Seba Salam grimaced, crying out in mock pain as her mother helped her slip into a new T-shirt. Chortling, Seba signalled that she was pulling a prank. Her mother then told a story.
Years ago, Seba was taken to a doctor who attached some wires and devices to her body. The child started wailing, prompting the doctor to wisecrack: “Kid, you need not cry now…. You’ll get plenty of chances to wail in the future!” Her mother was taken aback by the insensitive remark.
“But as years move on, life keeps presenting before me more difficult challenges and, of course, plenty more chances to wail,” Seba wrote for Cure SMA India, a non-profit organisation representing a community led by a group of parents of children suffering from spinal muscular atrophy (SMA).
Now 23, Seba, an artist-blogger from Ernakulam district in Kerala, was diagnosed with SMA Type 2 when she was around one year old.
A motor neuron disease, SMA has been weakening her body since she can remember. She spent her school days in wheelchairs.
Alone, A Firefly. Digital painting by Seba Salam
Seba has been bedridden since undergoing tracheostomy, a procedure in which an opening is created at the front of the neck so a tube can be inserted into the windpipe to facilitate breathing, in 2017. She has difficulty sitting and swallowing food. In 2020, Seba contracted Covid-19.
“The most disgusting aspect of my current struggles is that each time I almost kinda recover from a setback, another terrible trouble arises from somewhere around, to storm me again,” Seba said.

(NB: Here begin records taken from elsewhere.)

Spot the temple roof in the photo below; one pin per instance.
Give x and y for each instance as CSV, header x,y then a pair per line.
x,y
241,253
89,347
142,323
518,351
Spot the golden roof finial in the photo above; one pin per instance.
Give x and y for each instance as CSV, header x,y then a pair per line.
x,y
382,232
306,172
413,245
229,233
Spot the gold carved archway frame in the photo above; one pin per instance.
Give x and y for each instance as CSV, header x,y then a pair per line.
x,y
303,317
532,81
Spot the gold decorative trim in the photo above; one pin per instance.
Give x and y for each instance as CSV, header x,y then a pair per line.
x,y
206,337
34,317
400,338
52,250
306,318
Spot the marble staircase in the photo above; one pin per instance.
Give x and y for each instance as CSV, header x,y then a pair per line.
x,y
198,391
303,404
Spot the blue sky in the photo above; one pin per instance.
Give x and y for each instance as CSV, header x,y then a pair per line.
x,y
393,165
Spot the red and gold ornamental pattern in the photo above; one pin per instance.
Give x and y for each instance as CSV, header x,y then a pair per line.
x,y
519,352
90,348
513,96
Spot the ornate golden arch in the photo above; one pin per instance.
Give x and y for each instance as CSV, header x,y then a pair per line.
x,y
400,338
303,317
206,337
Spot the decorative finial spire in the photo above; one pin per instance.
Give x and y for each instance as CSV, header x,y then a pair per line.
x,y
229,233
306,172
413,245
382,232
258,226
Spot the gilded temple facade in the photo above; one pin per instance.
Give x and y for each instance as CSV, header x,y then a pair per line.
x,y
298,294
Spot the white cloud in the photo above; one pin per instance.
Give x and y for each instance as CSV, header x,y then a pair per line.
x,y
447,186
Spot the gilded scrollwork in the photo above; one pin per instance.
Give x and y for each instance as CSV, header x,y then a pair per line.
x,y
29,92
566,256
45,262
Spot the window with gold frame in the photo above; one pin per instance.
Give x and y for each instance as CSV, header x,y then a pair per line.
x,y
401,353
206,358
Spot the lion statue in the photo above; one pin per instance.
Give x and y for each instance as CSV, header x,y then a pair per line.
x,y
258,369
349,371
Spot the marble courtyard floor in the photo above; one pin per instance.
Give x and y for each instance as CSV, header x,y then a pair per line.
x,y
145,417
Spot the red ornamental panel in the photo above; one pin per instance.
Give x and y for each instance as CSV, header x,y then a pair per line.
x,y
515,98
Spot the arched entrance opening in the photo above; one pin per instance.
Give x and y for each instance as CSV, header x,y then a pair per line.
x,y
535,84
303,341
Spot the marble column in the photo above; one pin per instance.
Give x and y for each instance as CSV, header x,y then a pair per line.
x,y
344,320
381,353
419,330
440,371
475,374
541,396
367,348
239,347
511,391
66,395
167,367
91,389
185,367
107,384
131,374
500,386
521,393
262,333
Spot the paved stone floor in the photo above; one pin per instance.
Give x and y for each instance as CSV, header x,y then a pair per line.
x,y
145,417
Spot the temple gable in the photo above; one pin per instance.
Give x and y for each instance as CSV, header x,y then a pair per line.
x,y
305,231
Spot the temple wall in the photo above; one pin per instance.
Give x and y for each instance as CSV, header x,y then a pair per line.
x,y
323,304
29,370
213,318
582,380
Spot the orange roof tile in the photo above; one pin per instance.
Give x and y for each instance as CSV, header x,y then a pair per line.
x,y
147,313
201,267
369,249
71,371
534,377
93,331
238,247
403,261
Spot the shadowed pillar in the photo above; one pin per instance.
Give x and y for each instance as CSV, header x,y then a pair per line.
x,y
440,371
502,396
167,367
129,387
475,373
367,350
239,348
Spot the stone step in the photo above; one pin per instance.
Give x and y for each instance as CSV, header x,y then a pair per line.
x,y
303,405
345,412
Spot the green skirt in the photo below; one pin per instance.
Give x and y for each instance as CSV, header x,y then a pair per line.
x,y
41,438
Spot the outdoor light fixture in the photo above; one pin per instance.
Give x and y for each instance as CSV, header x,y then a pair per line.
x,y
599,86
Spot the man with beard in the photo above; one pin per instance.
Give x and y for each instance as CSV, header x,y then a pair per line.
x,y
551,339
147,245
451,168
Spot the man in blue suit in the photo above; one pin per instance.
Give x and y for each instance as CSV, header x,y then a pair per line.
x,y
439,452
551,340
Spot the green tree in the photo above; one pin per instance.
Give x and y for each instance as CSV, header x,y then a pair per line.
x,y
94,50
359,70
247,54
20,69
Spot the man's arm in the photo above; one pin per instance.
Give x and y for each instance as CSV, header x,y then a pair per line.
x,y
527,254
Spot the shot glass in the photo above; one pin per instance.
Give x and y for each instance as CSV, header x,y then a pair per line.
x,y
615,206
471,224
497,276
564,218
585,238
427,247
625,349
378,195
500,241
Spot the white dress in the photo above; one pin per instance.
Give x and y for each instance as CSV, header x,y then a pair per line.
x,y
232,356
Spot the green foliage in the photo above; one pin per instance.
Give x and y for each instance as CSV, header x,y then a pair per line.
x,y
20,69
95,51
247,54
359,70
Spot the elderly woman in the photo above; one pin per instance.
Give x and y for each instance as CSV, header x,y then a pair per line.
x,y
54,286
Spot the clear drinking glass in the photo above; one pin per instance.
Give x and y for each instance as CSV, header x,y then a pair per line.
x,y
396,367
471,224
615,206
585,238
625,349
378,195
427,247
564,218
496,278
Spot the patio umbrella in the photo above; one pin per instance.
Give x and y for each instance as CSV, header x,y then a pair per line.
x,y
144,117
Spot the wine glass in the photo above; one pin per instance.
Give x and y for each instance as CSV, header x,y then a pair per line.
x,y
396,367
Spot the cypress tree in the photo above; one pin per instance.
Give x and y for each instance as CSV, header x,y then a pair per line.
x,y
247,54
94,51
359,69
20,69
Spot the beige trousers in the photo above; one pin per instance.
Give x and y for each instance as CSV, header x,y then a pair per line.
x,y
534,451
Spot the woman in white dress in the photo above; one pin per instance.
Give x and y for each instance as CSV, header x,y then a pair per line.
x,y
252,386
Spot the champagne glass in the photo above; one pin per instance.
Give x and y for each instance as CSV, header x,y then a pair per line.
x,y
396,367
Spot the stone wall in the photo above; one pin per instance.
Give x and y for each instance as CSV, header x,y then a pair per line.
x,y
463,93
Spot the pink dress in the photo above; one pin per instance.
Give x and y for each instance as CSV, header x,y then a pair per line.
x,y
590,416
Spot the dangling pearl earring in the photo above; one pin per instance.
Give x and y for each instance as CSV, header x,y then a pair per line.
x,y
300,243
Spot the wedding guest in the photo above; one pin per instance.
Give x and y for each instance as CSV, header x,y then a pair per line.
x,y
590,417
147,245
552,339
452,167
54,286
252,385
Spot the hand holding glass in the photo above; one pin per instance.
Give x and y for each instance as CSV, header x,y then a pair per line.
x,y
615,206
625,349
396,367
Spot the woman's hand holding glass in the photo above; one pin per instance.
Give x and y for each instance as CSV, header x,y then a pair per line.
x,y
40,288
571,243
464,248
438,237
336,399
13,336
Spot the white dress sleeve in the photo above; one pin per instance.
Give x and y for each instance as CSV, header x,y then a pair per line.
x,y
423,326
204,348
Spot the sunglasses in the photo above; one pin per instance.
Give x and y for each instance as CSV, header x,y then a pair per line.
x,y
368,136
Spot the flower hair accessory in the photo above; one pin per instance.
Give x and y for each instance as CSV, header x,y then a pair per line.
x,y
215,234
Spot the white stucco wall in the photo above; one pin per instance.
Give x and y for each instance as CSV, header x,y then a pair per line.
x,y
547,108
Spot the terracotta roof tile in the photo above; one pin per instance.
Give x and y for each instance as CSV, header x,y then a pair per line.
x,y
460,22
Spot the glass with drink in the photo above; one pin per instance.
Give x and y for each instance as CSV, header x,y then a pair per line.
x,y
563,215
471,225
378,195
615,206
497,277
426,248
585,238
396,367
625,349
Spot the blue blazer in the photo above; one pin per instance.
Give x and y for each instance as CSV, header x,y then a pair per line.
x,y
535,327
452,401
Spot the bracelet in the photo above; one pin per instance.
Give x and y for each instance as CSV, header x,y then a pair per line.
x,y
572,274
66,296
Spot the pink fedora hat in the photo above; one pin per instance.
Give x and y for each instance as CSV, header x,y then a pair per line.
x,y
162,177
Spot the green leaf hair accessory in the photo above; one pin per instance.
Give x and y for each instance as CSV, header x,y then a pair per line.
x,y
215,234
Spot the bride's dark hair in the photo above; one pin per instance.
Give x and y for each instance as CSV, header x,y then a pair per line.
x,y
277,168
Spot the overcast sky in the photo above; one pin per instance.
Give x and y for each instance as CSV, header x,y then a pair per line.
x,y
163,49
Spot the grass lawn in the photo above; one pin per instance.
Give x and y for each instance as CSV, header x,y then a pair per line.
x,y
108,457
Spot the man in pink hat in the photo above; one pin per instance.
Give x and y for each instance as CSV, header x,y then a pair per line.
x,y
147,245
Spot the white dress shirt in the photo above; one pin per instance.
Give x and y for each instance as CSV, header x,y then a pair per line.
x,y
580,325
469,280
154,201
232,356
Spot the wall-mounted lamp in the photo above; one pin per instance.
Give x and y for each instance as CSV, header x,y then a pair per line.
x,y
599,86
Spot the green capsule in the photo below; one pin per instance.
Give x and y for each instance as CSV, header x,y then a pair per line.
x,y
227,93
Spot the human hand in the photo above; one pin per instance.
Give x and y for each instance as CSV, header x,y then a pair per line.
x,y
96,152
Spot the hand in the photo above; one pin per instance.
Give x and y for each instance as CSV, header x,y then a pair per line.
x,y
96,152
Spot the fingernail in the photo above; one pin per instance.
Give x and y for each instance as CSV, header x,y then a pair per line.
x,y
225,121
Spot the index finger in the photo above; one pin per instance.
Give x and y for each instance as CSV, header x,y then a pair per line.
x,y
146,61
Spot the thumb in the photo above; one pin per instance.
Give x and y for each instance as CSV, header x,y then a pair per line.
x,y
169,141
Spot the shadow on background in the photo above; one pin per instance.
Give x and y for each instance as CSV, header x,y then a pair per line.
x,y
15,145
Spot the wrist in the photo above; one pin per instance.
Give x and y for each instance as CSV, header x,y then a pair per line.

However, through the storms that buffeted her and cut her off from the outside world with the threat of infection, Seba willed herself to paint — and write.
Make no mistake: Seba does not write to gain sympathy.
“I’m doing this because I know someone should always keep raising their voice in order to get the challenges faced by people living with SMA noticed by society.”
SMA cannot be cured completely but the patient’s quality of life can be improved by providing timely and appropriate care and therapies throughout their lifetime.
Veteran journalist P. Venugopal came across the recollections of Seba on social media and was struck by the whiplash prose — so much so that he volunteered to help her translate the articles into English.
“‘Translation’ is a misnomer. Seba can write equally well in English and Malayalam. I am merely drafting her evocative prose in English — since she gets fatigued easily — which she corrects and edits,” Venugopal told this newspaper.
“There are times when it seems like I’m trapped inside a cage with no way out,” Seba writes. The yearning to break out of her cage comes through in her writings. “Mobility is a theme that runs through her articles like a common thread. It is an inescapable presence,” Venugopal underscored.